Assim, a principal e a única condição indispensável exigida no candidato ou chela em provação, é simplesmente a fidelidade inabalável ao Mestre escolhido e a Seus propósitos. Essa é uma condição sine qua non; não como eu disse, por causa de qualquer sentimento de inveja, mas simplesmente porque a relação magnética entre os dois, uma vez quebrada, torna-se a cada vez duplamente difícil de novamente se reestabelecer; e porque não é nem justo nem razoável que os Mestres exerçam seus poderes para aqueles cujo rumo futuro e deserção final eles podem muito frequentemente prever claramente. No entanto, quantos daqueles que, esperando, como eu chamaria, “favores por antecipação”, e ficando desapontados, em vez de humildemente repetir mea culpa, tacharam os Mestres com egoísmo e injustiça? Eles quebrarão deliberadamente o fio da conexão dez vezes em um ano, e ainda assim esperam que cada vez sejam levados de volta nos termos antigos? Conheço um teosofista – deixe-o anônimo, embora se espere que ele mesmo se reconheça – um jovem calado e inteligente, um místico por natureza, que, em seu entusiasmo e impaciência insensatos, mudou as suas ideias e a dos Mestres cerca de meia dúzia de vezes em menos de três anos. Primeiro ele se ofereceu, foi aceito em provação e fez o voto do chelado; cerca de um ano depois, ele subitamente teve a ideia de se casar, embora tivesse várias provas da presença corpórea de seu Mestre, e teve vários favores concedidos a ele. Fracassando os projetos de casamento, ele procurou “Mestres” em outros contextos, e se tornou um Rosacruz entusiasta; depois voltou à Teosofia como um místico cristão; depois novamente procurou animar suas austeridades com uma esposa; depois desistiu da ideia e se tornou um espiritualista. E agora, depois de ter se candidatado mais uma vez “para ser novamente aceito como um chela” (tenho sua carta) e seu Mestre permanecendo em silêncio – ele renunciou totalmente a ele, para buscar nas palavras do manifesto acima – seu antigo “Mestre Essênio e testar os espíritos em Seu nome.“
O capaz e respeitado editor de Occult World e sua Secretária
têm razão, e escolheram o único caminho verdadeiro no qual, com uma dose muito pequena de fé cega, eles certamente não encontrarão ludíbrios ou decepções. “É agradável para alguns de nós”, dizem eles, “obedecer ao chamado do “Homem dos sofrimentos”, que não vai rejeitar ninguém, porque são indignos ou porque não atingiram uma certa porcentagem de mérito pessoal”. Como eles sabem, a menos que aceitem o dogma cinicamente horrível e pernicioso da Igreja Protestante, que ensina o perdão do crime mais perverso, desde que o assassino acredite sinceramente que o sangue de seu “Redentor” o salvou na última hora – o que é isso senão fé cega e não-filosófica?

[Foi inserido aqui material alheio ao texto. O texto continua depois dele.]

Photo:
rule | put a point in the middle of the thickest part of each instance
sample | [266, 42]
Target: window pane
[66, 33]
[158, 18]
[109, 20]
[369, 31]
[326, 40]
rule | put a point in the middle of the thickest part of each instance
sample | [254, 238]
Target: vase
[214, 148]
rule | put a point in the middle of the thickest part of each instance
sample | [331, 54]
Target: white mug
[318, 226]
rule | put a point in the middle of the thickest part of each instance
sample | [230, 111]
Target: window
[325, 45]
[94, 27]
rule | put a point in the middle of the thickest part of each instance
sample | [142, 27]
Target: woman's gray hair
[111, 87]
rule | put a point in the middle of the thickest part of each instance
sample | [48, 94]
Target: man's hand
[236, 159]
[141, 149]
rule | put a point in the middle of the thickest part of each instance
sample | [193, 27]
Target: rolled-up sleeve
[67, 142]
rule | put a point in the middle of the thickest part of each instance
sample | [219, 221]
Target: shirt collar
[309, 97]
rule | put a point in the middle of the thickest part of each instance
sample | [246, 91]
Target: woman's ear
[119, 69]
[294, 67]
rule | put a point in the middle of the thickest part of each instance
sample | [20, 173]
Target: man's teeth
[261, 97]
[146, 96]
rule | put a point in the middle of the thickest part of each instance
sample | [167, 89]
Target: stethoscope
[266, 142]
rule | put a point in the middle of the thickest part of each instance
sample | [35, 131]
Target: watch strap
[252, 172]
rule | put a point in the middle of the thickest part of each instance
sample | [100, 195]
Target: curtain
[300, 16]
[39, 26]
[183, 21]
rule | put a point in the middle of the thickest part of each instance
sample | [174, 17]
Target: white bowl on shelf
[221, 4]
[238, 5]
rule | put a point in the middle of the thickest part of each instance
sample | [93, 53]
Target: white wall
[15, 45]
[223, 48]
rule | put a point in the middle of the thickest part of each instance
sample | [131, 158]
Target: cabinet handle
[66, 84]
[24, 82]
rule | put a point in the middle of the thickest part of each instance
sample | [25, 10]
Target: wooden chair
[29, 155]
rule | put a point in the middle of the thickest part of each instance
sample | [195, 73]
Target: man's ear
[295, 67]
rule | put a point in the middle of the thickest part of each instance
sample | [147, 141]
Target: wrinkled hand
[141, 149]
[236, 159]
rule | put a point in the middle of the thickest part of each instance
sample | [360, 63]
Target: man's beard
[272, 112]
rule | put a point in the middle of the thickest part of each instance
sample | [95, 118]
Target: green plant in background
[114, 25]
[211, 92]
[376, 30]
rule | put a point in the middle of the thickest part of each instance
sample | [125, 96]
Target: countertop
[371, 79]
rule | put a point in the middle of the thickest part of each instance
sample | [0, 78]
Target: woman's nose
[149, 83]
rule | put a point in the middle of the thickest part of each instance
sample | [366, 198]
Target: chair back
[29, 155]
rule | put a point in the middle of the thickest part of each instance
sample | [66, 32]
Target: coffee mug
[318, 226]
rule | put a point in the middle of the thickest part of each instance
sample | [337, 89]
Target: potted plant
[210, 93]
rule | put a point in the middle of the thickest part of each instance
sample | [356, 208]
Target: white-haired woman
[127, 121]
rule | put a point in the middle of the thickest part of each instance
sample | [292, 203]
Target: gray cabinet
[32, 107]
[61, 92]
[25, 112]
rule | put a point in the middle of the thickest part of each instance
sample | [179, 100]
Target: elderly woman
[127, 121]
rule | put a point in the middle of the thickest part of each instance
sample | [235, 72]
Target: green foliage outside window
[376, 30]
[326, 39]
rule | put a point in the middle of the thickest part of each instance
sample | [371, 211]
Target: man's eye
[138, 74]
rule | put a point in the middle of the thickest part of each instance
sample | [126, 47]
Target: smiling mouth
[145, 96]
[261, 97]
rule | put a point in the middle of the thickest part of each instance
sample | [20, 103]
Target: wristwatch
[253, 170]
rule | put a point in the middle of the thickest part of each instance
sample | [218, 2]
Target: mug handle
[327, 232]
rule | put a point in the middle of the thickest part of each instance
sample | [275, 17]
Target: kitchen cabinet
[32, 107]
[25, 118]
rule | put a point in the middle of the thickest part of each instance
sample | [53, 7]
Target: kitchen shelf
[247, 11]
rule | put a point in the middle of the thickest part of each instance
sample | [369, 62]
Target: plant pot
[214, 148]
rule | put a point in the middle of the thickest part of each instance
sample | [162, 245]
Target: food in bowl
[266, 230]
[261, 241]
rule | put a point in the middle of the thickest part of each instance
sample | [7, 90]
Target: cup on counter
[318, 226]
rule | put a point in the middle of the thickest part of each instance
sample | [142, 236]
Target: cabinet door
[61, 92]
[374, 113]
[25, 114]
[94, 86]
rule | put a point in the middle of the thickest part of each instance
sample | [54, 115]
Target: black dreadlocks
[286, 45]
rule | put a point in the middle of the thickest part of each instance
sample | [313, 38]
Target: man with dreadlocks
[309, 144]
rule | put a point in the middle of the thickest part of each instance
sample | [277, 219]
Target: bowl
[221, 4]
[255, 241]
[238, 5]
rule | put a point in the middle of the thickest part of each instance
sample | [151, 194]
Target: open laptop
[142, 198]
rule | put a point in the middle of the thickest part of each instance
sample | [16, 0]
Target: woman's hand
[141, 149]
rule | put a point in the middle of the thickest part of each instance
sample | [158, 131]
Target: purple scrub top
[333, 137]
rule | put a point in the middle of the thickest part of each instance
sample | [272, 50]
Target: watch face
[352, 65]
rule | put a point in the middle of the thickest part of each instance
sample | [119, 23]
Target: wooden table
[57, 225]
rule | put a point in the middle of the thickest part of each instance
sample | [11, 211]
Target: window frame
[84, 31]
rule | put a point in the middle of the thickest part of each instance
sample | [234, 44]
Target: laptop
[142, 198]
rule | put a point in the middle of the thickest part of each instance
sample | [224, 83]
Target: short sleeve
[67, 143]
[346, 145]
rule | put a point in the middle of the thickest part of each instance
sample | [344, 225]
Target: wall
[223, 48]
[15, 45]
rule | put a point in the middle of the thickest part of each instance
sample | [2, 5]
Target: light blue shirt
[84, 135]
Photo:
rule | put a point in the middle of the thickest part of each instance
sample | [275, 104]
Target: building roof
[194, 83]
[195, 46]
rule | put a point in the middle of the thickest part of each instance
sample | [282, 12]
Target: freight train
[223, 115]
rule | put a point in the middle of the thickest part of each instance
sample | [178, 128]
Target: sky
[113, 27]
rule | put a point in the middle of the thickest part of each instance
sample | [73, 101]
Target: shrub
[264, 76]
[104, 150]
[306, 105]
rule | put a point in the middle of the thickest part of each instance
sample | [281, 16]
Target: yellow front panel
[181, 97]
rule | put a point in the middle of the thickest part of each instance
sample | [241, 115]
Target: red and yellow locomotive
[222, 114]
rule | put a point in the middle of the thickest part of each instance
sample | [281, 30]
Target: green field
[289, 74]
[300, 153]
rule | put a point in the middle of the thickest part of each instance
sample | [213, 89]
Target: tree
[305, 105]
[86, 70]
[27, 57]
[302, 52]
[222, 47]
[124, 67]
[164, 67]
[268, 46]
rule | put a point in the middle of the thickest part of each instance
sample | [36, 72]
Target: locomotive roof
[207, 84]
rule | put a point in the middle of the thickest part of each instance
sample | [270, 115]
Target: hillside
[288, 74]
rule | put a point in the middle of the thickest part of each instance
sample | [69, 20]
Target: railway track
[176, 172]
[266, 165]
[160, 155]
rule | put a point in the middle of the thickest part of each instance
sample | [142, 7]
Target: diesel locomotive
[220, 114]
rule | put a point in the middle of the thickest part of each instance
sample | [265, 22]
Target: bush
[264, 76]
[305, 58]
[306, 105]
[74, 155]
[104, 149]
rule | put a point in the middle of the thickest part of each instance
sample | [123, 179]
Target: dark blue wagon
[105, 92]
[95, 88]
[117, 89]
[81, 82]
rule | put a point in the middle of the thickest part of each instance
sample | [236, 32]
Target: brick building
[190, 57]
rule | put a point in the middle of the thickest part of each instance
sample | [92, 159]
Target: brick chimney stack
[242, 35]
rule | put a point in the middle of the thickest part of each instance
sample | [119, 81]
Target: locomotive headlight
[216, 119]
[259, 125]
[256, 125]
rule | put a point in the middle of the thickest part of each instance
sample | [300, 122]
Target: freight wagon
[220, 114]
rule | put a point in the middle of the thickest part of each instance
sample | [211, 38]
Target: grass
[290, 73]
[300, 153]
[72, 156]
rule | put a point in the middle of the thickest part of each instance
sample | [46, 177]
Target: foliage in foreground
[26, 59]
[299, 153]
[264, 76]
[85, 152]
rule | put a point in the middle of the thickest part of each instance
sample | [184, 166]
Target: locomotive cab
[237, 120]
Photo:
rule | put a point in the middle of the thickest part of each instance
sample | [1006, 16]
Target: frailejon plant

Emocionalismo não é filosofia; e Buda dedicou sua longa vida auto sacrificial para afastar as pessoas precisamente dessa superstição criadora do mal. Por que então falar de Buda, no mesmo contexto? A doutrina da salvação pelo mérito próprio e o auto esquecimento é a pedra angular dos ensinamentos do Senhor Buda. Ambos os escritores podem ter e muito provavelmente fizeram – “a caça aos deuses estranhos“; mas esses não foram nossos Mestres. “Eles O negaram três vezes” e agora propõem “com os pés sangrando e o espírito prostrado”, “rezar para que Ele (Jesus) nos tome (eles) mais uma vez sob sua proteção”, etc. O “Mestre Nazareno” certamente os atenderá por ora. Ainda assim, eles estarão “vivendo de cascas” acrescido de “fé cega”. Mas nisso eles são os melhores juízes, e ninguém tem o direito de intrometer-se com suas crenças particulares em nossa Sociedade; e que os céus concedam que eles não se tornem, algum dia e diante de sua nova decepção, nossos inimigos mais amargos.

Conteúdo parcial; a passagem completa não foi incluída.